Whose Line Is It, Anyway?

The Washington Post's Dana Milbank sketches one of Hillary Clinton's campaign stops in Nashua, NH.
By Dana Milbank
Monday, January 7, 2008

NASHUA, N.H., Jan. 6

If Hillary Clinton borrowed any more from Barack Obama's campaign theme of "change" at her rally here, state troopers guarding the entrances would have been compelled to charge her with grand larceny.

"This election," she told 3,000 cheering supporters Sunday, "is about how we bring about change."

She went on to promise to "produce the changes that we desperately yearn for," asserted that she's "been making positive changes in people's lives," reminded the audience that she was busy "creating change in those years in the White House" and offered again to furnish "the change that is necessary."

Those things Obama has done? "That's not change," Clinton said, in a call-and-response chant with the audience. By contrast, Clinton said of her own record: " That is change."

It certainly is: 16 invocations of "change" in the first 10 minutes.

In the presidential race, Clinton has been the most flagrant shoplifter of others' campaign rhetoric. Last week, she cribbed verbatim three of Obama's slogans in a single phrase: "We are fired up and we are ready to go because we know America is ready for change."

But Clinton is hardly the only thief in a primary battle that is overrun with me-tooism. Last week's Iowa caucuses exacerbated the pilfering, as candidates purloined themes that seemed to have worked for their rivals. Obama has stolen Republican John McCain's "straight talk" theme and has made off with numerous phrases belonging to fellow Democrat John Edwards. And Republican Mitt Romney has been openly borrowing the "change" theme from Obama -- or is it from Clinton?

With so much word theft occurring on the campaign trail, the most famous confirmed plagiarist in the race, Sen.
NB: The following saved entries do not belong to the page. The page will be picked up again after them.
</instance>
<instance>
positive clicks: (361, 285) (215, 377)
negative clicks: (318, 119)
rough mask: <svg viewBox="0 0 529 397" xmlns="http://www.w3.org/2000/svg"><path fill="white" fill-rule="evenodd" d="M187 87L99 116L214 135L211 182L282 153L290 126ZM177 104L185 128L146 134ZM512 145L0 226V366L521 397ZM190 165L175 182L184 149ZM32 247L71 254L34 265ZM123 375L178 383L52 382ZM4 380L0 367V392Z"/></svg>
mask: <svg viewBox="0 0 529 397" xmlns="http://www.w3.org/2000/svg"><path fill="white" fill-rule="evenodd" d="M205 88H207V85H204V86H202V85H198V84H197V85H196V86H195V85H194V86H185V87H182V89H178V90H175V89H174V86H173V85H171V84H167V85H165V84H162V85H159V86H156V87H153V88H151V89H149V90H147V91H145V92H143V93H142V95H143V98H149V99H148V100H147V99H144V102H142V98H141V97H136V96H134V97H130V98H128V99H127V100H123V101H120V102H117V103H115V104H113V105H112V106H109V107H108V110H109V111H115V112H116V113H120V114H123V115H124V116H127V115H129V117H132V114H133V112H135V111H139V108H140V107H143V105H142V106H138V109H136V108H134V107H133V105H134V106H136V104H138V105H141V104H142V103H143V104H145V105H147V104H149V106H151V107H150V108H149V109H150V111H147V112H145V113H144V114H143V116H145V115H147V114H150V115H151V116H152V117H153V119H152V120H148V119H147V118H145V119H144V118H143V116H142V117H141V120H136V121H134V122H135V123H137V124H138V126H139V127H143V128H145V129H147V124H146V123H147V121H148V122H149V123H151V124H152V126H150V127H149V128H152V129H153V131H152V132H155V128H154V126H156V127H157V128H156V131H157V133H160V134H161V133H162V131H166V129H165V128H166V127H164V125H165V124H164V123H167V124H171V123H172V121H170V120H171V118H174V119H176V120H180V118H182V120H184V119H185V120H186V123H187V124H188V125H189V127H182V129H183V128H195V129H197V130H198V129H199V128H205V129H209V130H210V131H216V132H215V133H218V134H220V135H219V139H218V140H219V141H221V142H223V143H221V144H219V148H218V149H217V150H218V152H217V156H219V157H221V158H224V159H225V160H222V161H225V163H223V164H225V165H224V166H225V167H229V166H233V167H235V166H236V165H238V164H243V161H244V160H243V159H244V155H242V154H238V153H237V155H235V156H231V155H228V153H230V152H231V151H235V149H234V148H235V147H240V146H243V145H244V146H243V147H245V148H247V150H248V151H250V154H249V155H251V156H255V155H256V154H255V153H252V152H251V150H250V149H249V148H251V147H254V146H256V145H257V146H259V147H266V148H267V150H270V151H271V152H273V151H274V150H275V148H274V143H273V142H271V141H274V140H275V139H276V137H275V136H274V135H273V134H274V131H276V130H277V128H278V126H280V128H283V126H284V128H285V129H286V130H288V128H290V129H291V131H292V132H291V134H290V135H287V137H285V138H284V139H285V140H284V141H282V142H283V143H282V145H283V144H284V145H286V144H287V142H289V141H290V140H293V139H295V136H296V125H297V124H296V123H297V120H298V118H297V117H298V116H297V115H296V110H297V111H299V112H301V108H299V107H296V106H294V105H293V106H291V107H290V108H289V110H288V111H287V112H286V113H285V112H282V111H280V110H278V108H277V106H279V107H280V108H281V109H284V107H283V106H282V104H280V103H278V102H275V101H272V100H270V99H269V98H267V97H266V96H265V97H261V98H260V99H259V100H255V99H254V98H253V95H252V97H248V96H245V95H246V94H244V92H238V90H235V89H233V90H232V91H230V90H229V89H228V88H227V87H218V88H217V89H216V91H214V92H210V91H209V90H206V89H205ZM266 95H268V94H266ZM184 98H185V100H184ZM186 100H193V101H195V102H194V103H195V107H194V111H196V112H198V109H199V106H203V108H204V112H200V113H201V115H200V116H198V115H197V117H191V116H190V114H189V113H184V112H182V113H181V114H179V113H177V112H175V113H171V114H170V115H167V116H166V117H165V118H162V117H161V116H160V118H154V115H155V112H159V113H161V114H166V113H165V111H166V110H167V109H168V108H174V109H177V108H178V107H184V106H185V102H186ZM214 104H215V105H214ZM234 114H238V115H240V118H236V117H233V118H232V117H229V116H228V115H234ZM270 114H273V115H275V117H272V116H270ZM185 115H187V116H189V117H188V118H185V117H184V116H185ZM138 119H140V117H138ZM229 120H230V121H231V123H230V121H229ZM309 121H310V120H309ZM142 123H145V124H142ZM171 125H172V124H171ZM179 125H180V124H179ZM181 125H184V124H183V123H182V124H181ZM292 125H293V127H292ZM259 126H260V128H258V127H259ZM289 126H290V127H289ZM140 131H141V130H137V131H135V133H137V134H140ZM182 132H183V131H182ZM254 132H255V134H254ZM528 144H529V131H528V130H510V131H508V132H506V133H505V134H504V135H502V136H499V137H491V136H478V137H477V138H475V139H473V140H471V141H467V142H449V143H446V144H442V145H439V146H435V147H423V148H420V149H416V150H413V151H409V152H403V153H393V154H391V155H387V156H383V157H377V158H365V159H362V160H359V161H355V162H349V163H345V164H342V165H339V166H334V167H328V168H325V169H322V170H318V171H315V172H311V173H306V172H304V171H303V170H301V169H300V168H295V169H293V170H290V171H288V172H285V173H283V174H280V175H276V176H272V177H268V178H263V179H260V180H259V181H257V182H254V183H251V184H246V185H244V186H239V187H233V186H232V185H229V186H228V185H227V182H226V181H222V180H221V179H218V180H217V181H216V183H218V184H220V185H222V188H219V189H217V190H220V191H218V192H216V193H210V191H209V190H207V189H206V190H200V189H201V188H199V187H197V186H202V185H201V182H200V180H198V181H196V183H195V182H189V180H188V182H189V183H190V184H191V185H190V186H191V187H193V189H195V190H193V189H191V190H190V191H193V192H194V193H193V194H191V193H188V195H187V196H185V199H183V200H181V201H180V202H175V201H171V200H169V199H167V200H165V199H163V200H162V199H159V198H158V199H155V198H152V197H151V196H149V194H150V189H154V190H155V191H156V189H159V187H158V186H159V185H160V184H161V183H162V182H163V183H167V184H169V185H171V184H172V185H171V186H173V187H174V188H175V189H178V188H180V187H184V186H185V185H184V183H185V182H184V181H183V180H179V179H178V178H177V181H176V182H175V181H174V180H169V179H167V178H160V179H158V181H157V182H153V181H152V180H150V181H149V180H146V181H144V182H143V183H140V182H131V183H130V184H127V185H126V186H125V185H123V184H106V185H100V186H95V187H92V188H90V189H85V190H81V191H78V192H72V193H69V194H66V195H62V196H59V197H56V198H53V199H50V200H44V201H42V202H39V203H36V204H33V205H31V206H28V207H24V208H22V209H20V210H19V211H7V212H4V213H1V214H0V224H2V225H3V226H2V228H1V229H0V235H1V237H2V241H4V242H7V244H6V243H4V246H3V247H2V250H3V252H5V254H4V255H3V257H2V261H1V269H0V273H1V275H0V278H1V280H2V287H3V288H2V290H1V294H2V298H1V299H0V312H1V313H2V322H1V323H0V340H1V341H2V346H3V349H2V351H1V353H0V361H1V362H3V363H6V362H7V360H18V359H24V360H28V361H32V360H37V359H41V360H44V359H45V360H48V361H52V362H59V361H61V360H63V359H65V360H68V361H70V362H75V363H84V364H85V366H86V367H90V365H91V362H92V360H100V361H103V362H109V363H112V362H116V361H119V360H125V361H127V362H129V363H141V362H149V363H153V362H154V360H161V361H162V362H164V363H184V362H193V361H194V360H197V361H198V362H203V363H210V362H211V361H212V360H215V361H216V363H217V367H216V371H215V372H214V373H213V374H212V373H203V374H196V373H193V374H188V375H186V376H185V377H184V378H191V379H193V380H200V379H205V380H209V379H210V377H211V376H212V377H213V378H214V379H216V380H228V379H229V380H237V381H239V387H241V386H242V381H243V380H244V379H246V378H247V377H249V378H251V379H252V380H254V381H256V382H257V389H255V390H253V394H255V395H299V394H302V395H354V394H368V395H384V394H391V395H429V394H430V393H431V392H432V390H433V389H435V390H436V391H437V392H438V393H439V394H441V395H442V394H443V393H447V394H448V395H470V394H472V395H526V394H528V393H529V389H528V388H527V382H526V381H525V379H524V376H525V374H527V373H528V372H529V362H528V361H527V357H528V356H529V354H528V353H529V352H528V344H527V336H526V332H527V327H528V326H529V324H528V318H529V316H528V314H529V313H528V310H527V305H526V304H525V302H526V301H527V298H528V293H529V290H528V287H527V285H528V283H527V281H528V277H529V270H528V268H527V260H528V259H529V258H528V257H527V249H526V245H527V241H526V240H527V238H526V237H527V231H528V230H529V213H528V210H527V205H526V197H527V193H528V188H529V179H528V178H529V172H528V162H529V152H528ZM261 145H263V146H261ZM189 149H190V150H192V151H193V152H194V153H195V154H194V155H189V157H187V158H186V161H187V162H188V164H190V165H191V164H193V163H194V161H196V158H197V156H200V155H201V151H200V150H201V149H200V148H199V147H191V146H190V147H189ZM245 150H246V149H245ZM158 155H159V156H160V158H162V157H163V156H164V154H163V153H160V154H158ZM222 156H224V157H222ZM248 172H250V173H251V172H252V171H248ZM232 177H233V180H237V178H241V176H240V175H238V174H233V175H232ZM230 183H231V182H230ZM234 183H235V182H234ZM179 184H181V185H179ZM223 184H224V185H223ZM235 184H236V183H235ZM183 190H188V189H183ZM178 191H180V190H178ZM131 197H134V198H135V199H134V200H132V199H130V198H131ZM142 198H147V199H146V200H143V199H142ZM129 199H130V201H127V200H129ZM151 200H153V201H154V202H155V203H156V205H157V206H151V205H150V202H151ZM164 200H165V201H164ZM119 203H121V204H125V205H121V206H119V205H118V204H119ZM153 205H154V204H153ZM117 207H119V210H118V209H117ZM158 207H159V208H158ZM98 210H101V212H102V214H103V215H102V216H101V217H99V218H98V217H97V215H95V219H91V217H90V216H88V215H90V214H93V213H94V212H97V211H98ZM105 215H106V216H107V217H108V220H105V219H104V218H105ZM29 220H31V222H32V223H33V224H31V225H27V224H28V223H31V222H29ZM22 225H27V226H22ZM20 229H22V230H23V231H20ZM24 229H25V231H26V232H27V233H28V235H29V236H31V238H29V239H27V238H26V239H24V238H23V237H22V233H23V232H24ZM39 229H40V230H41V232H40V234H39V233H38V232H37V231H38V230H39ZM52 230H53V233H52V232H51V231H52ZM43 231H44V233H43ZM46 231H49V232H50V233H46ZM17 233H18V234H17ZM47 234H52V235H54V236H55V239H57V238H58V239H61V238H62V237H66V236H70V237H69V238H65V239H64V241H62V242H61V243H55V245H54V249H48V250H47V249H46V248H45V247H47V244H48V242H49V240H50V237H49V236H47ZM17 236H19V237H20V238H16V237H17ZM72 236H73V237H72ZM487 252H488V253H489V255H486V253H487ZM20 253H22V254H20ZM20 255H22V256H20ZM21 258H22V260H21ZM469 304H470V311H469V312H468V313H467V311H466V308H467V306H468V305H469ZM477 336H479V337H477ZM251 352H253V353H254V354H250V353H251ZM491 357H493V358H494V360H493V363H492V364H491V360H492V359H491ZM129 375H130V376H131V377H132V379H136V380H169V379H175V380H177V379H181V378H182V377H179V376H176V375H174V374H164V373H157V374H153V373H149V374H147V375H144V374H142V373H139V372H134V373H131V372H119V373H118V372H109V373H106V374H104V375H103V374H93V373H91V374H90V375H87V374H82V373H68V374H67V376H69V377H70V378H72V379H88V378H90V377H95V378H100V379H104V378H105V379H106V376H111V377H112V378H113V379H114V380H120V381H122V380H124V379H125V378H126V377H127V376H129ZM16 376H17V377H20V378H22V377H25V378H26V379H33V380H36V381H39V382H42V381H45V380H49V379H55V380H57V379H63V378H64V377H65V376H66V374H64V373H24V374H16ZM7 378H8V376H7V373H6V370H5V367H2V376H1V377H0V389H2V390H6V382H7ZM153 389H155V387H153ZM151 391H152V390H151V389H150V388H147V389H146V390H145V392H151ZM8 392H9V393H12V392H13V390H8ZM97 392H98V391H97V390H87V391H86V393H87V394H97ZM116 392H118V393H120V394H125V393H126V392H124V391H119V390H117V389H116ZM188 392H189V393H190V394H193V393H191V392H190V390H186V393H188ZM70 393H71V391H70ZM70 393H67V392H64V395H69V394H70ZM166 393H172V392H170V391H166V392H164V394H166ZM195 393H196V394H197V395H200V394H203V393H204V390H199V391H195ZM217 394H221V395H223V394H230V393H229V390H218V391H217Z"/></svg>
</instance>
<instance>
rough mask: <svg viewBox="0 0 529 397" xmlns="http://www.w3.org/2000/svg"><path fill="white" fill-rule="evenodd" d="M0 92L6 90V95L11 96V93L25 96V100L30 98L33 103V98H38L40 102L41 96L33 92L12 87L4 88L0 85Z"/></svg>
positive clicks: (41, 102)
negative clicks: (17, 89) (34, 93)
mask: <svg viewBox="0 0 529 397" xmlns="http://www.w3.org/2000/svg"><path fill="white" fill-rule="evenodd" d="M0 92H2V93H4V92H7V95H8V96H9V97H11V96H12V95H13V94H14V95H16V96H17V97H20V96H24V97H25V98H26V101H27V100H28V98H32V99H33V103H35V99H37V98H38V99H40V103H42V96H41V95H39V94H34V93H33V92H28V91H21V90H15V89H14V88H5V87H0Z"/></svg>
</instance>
Joe Biden (D-Neil Kinnock), couldn't find an opening and had to drop out after his loss in Iowa last week.

Apparently, the theme thievery works. Sen. Bob Menendez (D-N.J.), a Clinton backer, recalled to The Washington Post's Paul Kane how George W. Bush in 2000 stole the mantle of change from McCain. "We all laughed when we saw 'Reformer With Results,' " Menendez said. "We said, 'You gotta be kidding me.' But it worked."

On Saturday, the Boston Globe caught Obama red-handed after the new Democratic front-runner stole words from Edwards. Obama announced that "we shouldn't just be respecting wealth in this country -- we should be respecting work," suspiciously similar to Edwards's line in 2004: "we're going to reward work, not just wealth." Obama also joked about commercials about sexual-performance drugs that "have all these people running around in the fields" -- not unlike Edwards's 2004 joke about the same drugs: "Take it, and the next day you and your spouse will be skipping through the fields."

In his campaign announcement speech, Obama said: "I've been there [Washington] long enough to know that the ways of Washington must change." Four years earlier, Edwards, in his announcement speech, said: "I've spent enough time in Washington to know how much we need to change Washington." Coincidence? Consider that Edwards's 2004 adviser David Axelrod is Obama's 2008 adviser.